Packaged Business Capabilities Vs. Microservices
PBCs and microservices are often confused. While these two elements share common features, they are not the same. Microservices are small, autonomous services that work collaboratively to achieve a specific purpose. On the other hand, PBCs are like tailored combinations of multiple microservices. Simply put, these microservices work together to execute the broader responsibility of the PBC.
For instance, PBCs contain application services. On the contrary, microservices are used to construct and build an application.
The key to developing a relationship between these PBCs and microservices is to note that PBCs are the building blocks for suites or applications. On the other hand, microservices are architectural styles that determine how you break down the app into services. Also, you can think of PBCs as aggregations of microservices.
So, what’s the deal breaker?
Building on-premise or cloud solutions with hundreds of microservices will be costly, time-consuming, and difficult. Each service will be delivered through a different vendor, so end-users must be experienced in various user interfaces (UIs) within a single commerce platform. So, it’s certainly not a feasible option.
On the contrary, PBCs minimize complexity by easing the development and deployment of the application. Also, personnel training is faster because minimal UIs are necessary, unlike with microservices. Furthermore, PBCs allow you to upgrade and amend changes more efficiently than microservices.
What’s the Right Size for Packaged Business Capabilities?
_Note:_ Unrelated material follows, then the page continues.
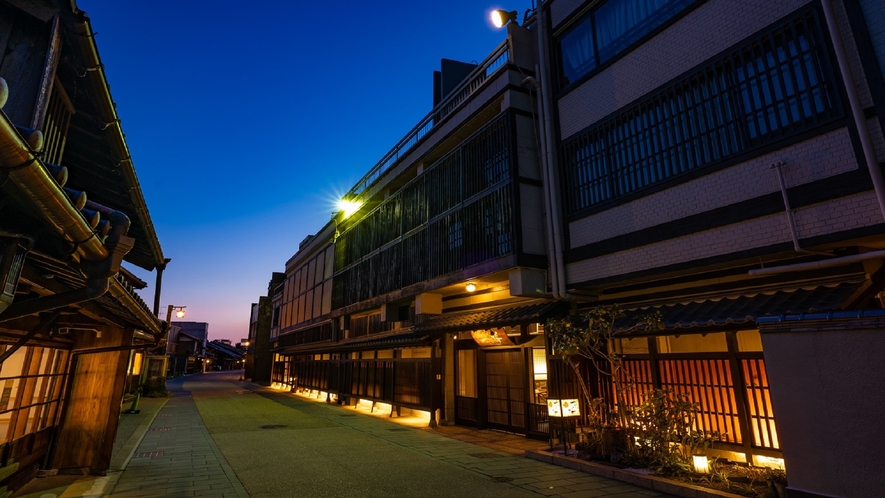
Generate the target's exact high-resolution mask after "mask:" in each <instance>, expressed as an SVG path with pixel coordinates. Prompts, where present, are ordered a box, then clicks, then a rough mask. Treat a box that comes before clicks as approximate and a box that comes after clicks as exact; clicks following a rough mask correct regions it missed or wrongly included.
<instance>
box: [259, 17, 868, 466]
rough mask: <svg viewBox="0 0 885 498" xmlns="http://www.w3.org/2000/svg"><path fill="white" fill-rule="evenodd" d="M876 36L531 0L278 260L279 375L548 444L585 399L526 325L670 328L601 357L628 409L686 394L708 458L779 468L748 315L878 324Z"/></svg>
mask: <svg viewBox="0 0 885 498" xmlns="http://www.w3.org/2000/svg"><path fill="white" fill-rule="evenodd" d="M883 17H885V13H883V12H882V7H881V5H879V4H876V3H875V2H871V1H865V2H849V1H842V0H820V1H807V0H789V1H780V2H762V1H755V0H750V1H744V2H733V1H728V0H706V1H701V0H623V1H615V0H608V1H605V0H593V1H581V0H548V1H545V2H541V3H540V5H539V6H538V8H537V10H536V11H535V12H533V13H532V15H531V16H529V20H528V22H526V23H525V24H526V25H525V26H515V25H514V24H511V25H509V27H508V37H507V41H506V42H505V43H504V45H502V47H501V48H500V49H499V50H498V51H496V52H495V53H493V54H492V55H491V56H490V57H489V58H488V59H487V60H486V61H484V62H483V63H481V64H480V65H479V66H478V67H476V68H473V69H472V70H471V71H469V73H468V75H467V76H466V78H464V79H462V80H459V83H457V84H455V85H452V86H454V87H456V88H455V89H454V90H453V92H452V93H449V94H445V93H444V92H441V93H440V98H439V99H438V100H437V102H438V104H437V105H436V107H434V110H433V111H432V112H431V114H429V115H428V117H427V118H425V120H424V121H422V122H420V123H419V124H418V125H417V126H416V127H415V129H414V130H413V131H412V132H411V133H410V134H409V135H407V136H406V137H405V138H404V139H403V140H402V141H401V142H400V143H399V144H398V145H397V146H396V147H395V148H394V149H393V150H392V151H391V152H390V153H389V154H388V155H387V156H386V157H385V158H383V159H382V160H381V161H380V162H379V163H378V165H376V166H375V167H374V168H372V169H371V170H370V171H369V173H367V175H366V177H364V178H363V180H361V181H360V183H358V184H357V185H356V186H355V187H354V189H352V190H351V191H350V192H349V193H348V196H347V199H346V200H348V201H350V202H351V204H350V208H352V209H353V211H354V212H352V213H350V212H347V209H342V211H341V212H339V213H337V215H336V216H335V217H334V219H333V220H332V221H331V222H329V223H328V224H327V225H326V226H324V227H323V228H322V229H321V230H319V231H318V232H317V233H316V234H315V235H313V236H311V237H308V238H307V239H306V240H305V241H304V242H303V243H302V244H301V247H300V248H299V251H298V252H297V253H296V254H295V255H294V256H293V257H292V258H291V259H290V260H289V261H288V262H287V264H286V281H285V285H284V287H283V290H282V294H281V295H280V296H278V297H275V298H274V301H273V303H274V313H275V316H276V314H277V313H278V314H279V331H278V333H277V334H275V335H272V337H273V340H272V343H273V344H274V351H273V352H274V372H273V381H274V382H275V383H276V384H278V385H285V386H294V387H297V388H299V389H306V390H312V391H317V392H321V393H324V394H325V395H326V396H327V398H328V399H329V400H330V401H331V400H336V401H337V402H339V403H353V402H355V401H354V400H371V401H373V402H383V403H387V404H390V405H391V406H392V410H396V409H398V408H399V407H406V408H412V409H415V410H422V411H427V412H430V419H431V420H433V421H446V422H453V423H460V424H470V425H475V426H478V427H492V428H501V429H505V430H509V431H513V432H519V433H524V434H528V435H547V434H549V425H548V423H547V418H546V408H545V405H544V401H545V399H546V396H547V393H548V392H550V393H551V394H553V395H555V396H556V397H563V396H566V395H568V396H571V397H575V398H577V397H579V396H578V394H577V386H576V383H575V382H574V380H575V379H574V377H573V374H572V373H571V372H570V371H568V370H567V369H565V368H564V367H563V363H562V362H561V361H560V360H559V359H557V358H555V357H554V356H553V355H552V351H550V349H549V344H548V342H549V341H545V339H544V337H545V336H544V333H543V332H544V330H543V329H544V327H543V324H544V322H545V321H546V319H547V318H549V317H555V316H560V315H562V314H565V313H575V314H580V312H581V311H584V310H588V309H590V308H592V307H595V306H599V305H612V304H617V305H619V306H620V307H622V308H624V309H626V310H627V314H628V315H638V314H643V313H647V312H649V311H658V312H660V313H661V315H662V317H663V320H664V329H663V330H660V331H656V332H654V333H645V334H633V335H629V336H625V337H623V338H621V339H619V340H618V341H616V344H614V345H613V347H614V348H616V349H617V350H618V351H619V352H621V353H622V355H623V358H624V361H625V365H626V368H625V370H624V371H625V374H624V375H625V376H626V377H625V380H626V381H628V384H629V385H631V386H632V387H631V388H630V390H629V391H628V392H627V393H626V396H627V402H628V403H638V402H639V401H640V400H641V399H642V396H643V394H644V393H645V392H647V391H648V390H650V389H652V388H663V389H671V390H673V391H675V392H679V393H685V394H687V395H688V396H689V397H690V398H691V399H692V400H693V401H695V402H697V403H698V404H699V405H700V416H699V420H698V429H702V430H707V431H715V432H716V433H717V434H718V437H717V441H716V442H715V444H714V447H713V450H712V452H713V453H714V454H719V455H722V456H726V457H728V458H730V459H733V460H738V461H747V462H750V463H754V464H757V465H782V463H783V460H782V458H783V456H784V450H783V448H782V447H781V446H782V445H781V441H780V438H779V436H778V429H777V428H778V419H777V415H776V413H775V411H774V404H773V403H772V386H771V385H770V383H769V380H768V375H767V364H766V355H765V351H764V348H763V341H762V337H761V335H760V332H759V328H758V326H757V319H760V318H761V317H769V318H770V317H778V316H792V315H797V316H802V314H806V313H821V312H824V313H826V312H833V313H841V312H847V311H856V310H863V309H879V308H882V302H881V299H880V297H881V292H882V289H883V285H885V280H883V277H885V271H883V265H882V258H883V257H885V252H882V250H883V249H885V237H883V228H885V224H883V221H885V182H883V180H882V173H881V161H882V159H883V158H885V138H883V134H882V130H883V126H882V125H883V118H882V116H883V112H885V108H883V107H882V106H883V104H885V102H883V100H885V91H883V90H885V81H883V71H882V67H883V65H882V62H883V60H885V59H883V52H885V37H883V30H882V26H883V22H882V19H883ZM459 67H460V66H459ZM462 69H463V68H462ZM450 72H451V73H455V72H457V71H450ZM465 72H466V71H465ZM442 73H443V74H441V75H440V82H441V84H440V85H439V88H447V85H446V84H445V79H446V75H445V73H446V65H445V64H444V66H443V71H442ZM350 208H348V209H350ZM467 284H471V287H468V286H467ZM469 289H472V290H469ZM583 367H584V372H583V375H584V376H586V380H588V381H589V384H590V385H591V386H592V390H593V393H592V394H593V395H594V396H596V397H601V398H604V399H608V400H610V401H612V402H613V400H614V394H613V385H612V383H611V381H610V380H608V379H606V378H602V377H600V376H598V375H597V374H596V373H595V369H594V368H592V366H590V367H588V366H587V365H584V366H583ZM548 373H549V378H548ZM775 390H776V388H775Z"/></svg>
The size of PBCs from one app to another. Therefore, the vendor should determine the PBC size based on how the customers use the application. But here are some considerations to put in mind.
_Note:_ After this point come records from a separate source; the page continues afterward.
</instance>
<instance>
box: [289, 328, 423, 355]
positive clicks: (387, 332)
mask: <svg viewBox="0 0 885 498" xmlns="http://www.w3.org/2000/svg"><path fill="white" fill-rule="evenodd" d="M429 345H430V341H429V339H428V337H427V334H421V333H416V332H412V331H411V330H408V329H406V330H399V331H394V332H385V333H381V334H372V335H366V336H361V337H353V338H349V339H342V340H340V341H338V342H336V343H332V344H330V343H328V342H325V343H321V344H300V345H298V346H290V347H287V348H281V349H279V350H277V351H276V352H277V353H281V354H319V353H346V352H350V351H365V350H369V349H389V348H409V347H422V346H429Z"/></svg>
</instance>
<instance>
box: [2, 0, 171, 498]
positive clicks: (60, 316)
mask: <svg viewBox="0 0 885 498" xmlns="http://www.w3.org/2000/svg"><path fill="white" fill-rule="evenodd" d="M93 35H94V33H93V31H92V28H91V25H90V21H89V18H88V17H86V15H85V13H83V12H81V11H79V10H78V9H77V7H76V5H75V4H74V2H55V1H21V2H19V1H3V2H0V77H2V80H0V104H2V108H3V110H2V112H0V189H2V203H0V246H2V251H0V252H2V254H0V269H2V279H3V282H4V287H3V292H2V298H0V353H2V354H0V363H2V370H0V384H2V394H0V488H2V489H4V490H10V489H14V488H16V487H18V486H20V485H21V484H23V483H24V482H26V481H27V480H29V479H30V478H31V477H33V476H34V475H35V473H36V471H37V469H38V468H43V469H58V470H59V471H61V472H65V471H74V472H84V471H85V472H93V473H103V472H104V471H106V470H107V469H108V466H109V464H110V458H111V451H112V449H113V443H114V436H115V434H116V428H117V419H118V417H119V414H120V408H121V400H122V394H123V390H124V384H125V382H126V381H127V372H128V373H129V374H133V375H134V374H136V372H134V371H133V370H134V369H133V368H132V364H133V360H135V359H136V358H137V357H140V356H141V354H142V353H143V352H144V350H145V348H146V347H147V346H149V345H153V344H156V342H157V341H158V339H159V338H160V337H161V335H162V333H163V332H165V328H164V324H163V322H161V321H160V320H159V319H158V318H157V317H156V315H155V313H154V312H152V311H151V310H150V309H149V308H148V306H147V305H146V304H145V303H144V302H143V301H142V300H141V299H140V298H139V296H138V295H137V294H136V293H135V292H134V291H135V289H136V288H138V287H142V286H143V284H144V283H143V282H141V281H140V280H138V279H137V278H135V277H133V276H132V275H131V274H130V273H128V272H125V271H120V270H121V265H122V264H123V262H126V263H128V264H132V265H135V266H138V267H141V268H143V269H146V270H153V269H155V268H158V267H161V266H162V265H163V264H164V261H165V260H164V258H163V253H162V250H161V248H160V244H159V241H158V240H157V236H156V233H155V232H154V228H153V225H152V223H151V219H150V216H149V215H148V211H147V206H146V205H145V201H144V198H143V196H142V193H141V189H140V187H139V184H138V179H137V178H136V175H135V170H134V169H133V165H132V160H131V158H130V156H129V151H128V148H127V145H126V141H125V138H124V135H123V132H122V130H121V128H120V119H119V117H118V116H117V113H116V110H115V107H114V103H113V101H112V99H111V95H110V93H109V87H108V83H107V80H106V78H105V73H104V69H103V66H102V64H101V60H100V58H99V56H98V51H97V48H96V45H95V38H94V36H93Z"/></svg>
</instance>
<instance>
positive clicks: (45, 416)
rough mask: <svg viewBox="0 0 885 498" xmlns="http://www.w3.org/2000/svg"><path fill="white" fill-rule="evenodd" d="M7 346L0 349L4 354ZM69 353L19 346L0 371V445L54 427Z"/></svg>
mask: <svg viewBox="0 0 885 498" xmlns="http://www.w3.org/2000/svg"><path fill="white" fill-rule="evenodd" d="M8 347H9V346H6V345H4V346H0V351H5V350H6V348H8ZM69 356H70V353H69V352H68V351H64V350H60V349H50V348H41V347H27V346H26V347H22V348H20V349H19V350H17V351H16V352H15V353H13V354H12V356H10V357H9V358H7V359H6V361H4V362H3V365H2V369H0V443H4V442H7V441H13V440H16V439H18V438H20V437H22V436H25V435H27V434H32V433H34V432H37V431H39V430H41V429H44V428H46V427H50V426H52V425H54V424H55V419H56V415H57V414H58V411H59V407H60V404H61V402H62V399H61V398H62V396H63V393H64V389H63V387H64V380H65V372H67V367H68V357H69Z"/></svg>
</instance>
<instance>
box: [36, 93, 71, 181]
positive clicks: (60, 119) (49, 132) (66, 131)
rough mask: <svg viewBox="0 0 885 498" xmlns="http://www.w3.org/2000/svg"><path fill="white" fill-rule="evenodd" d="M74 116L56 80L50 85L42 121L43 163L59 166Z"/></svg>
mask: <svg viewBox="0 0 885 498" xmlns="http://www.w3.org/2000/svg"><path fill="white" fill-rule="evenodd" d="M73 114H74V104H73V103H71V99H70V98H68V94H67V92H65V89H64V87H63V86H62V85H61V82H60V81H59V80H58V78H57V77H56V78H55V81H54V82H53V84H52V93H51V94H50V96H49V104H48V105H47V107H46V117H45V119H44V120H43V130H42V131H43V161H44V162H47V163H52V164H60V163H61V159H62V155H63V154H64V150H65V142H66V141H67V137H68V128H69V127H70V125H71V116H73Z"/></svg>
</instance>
- Go for small PBCs if there is no use-case or business user that would require the PBC separately from the rest PBCs. For instance, no one will use eligibility criteria without catalog master information management.
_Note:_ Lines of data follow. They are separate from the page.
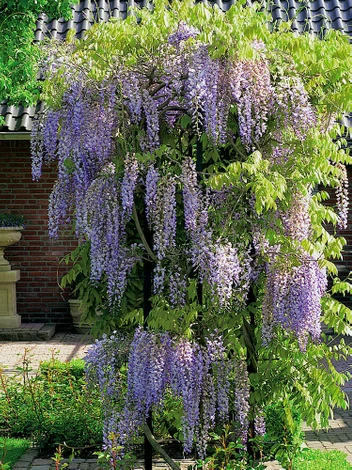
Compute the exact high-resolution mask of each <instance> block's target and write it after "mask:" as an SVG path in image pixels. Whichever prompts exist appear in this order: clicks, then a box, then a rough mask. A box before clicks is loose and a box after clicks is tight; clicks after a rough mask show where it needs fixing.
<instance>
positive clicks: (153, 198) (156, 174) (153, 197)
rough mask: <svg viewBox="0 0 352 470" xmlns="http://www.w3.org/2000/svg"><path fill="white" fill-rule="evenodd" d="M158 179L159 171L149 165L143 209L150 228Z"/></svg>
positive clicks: (152, 217)
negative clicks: (144, 202)
mask: <svg viewBox="0 0 352 470" xmlns="http://www.w3.org/2000/svg"><path fill="white" fill-rule="evenodd" d="M158 181H159V172H158V170H157V169H155V167H154V166H151V167H150V168H149V169H148V172H147V175H146V179H145V211H146V216H147V220H148V224H149V228H150V229H152V227H153V222H154V221H153V214H155V213H156V208H157V191H158Z"/></svg>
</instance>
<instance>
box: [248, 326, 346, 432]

- Consider a large PBC when consumers consume separate parts or microservices rather than the whole PBC. For instance, if your inventory system isn’t regularly used and replaced with a third-party service, you should split it into a different PBC.
- A right-sized PBC is one that customers can quickly define what they expect from it and instantly link to your business domain. For instance, every user should know what the catalog is about.
Package Business Capabilities for Composable Commerce
PBCs are independently deployable and scalable. They match the modularity element of composable commerce. When your business focuses on the value of its modular components, relying on PBCs is advantageous over developing an app with a series of granular microservices.
Some of the benefits include:
Packaged business capabilities allow you to develop more user-friendly dashboards and administrator tools. It’s more practical to build UIs for various business capabilities, such as catalog, payments and checkout, accounts, and inventory.
PBCs are simpler to establish and maintain. This is because a series of APIs with a single PBC are deployed and executed as one unit. Therefore, updating and integrating new elements does not need significant change management.
Composable architecture lets business teams participate in the development and deployment of new features and experiences. The elements and their functions in the business are easier to identify. Therefore, both IT and business teams can engage in the development of the application roadmap.
Can a Monolith App Be a PBC?
Yes. If an application scope is minute and consumed as a whole or is virtually indivisible by the user, it can be considered a PBC. For instance, a payment gateway with multiple APIs can be considered a PBC.
Packaged business capabilities (PBCs) are services or apps built around a specific business function. They are standalone and completely autonomous. Also, they form the building blocks for larger application suites, all of which are connected through APIs. If well-implemented, PBCs can simplify the development process.